I know that i was a bad person
By praying that you brain dead or organ failure
and that you hospitalized, fighting for your life
The thing is, it is easy you know to assume things like that
Because then it won't hurt so much as you were in that state
That is why you cannot answer my call and any of my text
It is easy that way
But unfortunately you were not in that state
You were perfectly fine, enjoying your daily life
Honestly, that's really piss me off
The anger is taking over my emotion
I could feel the rage inside of me
Some powerful bomb that would be explode
Any time soon
You were fucking fine but you can't even give me any respond at all?
What kind of human being are you?
The one that have cold heart or just a heartbreaker?
That stealing heart and never said sorry.
What kind of person are you?
Tell me that you want to marry me just to leave me the next day?
Honestly, i cannot brain this
The things that you did is despicable and unacceptable
You give me false hope and you let me fall
Thinking that this time it would be different
That this time we had a chance to reach the finish line
That this time you will never ignore me like you used to
And everything will fall right into place
But i was wrong
Because you left without saying anything
Even with me begging you to tell me
Begging you so that i can move on and let you go
But all i ever get from you is nothing
And still i wait for you and hoping you come around
But i guess you already make your mind
You never did come back
It felt weird not to cry because i am failing again
I used to cry until there are no tears left to drop anymore
It felt weird because i could feel my heart breaking
But i cant even shed any tear to let everything out
And this bottle up sadness converting to hates that are building up inside of me
This hateful feeling for you since you left
And i do hate you.
I really really hate you
If there were other words that could show how hate i was to you
I would use it and replace it just to show how much i hate you
In fact this time i put all the blames in you
Even though i knew there maybe some fault in me
But i didn't ask for this like i did before
We have been here before
We have been here before
The day i confess my feelings to you is actually for me to move on
I don't want to look back and regret not saying it to you
I just never thought you would said you like me too
A part of me was hope that this is it, we will be alright, meant to be and all those kind of bullshit
But you never said i was your girlfriend and i tried to be okay with it
After all i asked for this right, so i just need to suck it up and face it
Slowly, i could feel i lose myself
There are so many times i wanted to leave and let it go
But the 'what if' keeps popping inside my heart
And you keep on saying, we knew each other too well and too long
The friendship won every fucking time and that is why i stay and hold on
I keep coming back to you and just forget all those hurtful things you ever did
I swallow it up and act i was okay and happy
But He knows that i am not
How could you forget everything so easily?

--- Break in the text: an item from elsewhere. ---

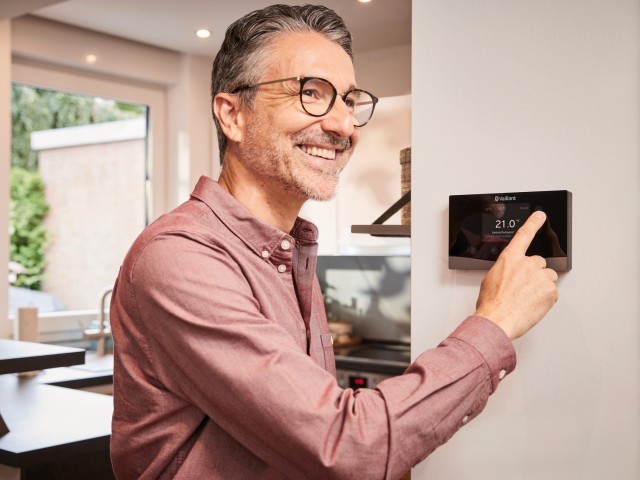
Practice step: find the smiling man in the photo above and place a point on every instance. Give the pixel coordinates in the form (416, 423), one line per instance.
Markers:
(224, 365)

And act as if i does not exist at all
Like a pro that have been doing it for million of times
I mean, I am struggle here
Maybe because i let myself fall deeply and attach too quickly
That is why i am ruin here, inside and out
I totally am in ruin here
Probably i did shed some tear along the way
And now that we reach the end, the tear just quickly drying
But today seeing suddenly your picture change in whats app
I know that you were alright and you were perfectly fine
You just dont't want me anymore
I wish you can just fucking said it
But you were a coward, always was
I know that i sound angry at the beginning with the swearing and everything
But i felt hurtful with the way you left and i hate you for that
I even blame you for that, mostly
But it is what it is
We cannot force things, I cannot force things
I am tired with everything that involve you and us
And i should stop
Obviously you don't want me anymore
And i guess i should really stop waiting and hoping
Burning this bridge between us
Its over now, so over
I am letting you go
And this would be the last
I won't talk about you in here anymore
But right here, right now
You on my mind after seeing the whatsapp
I know you don't want to talk to me
Probably you won't even read it
Ignoring me is a bliss to you right?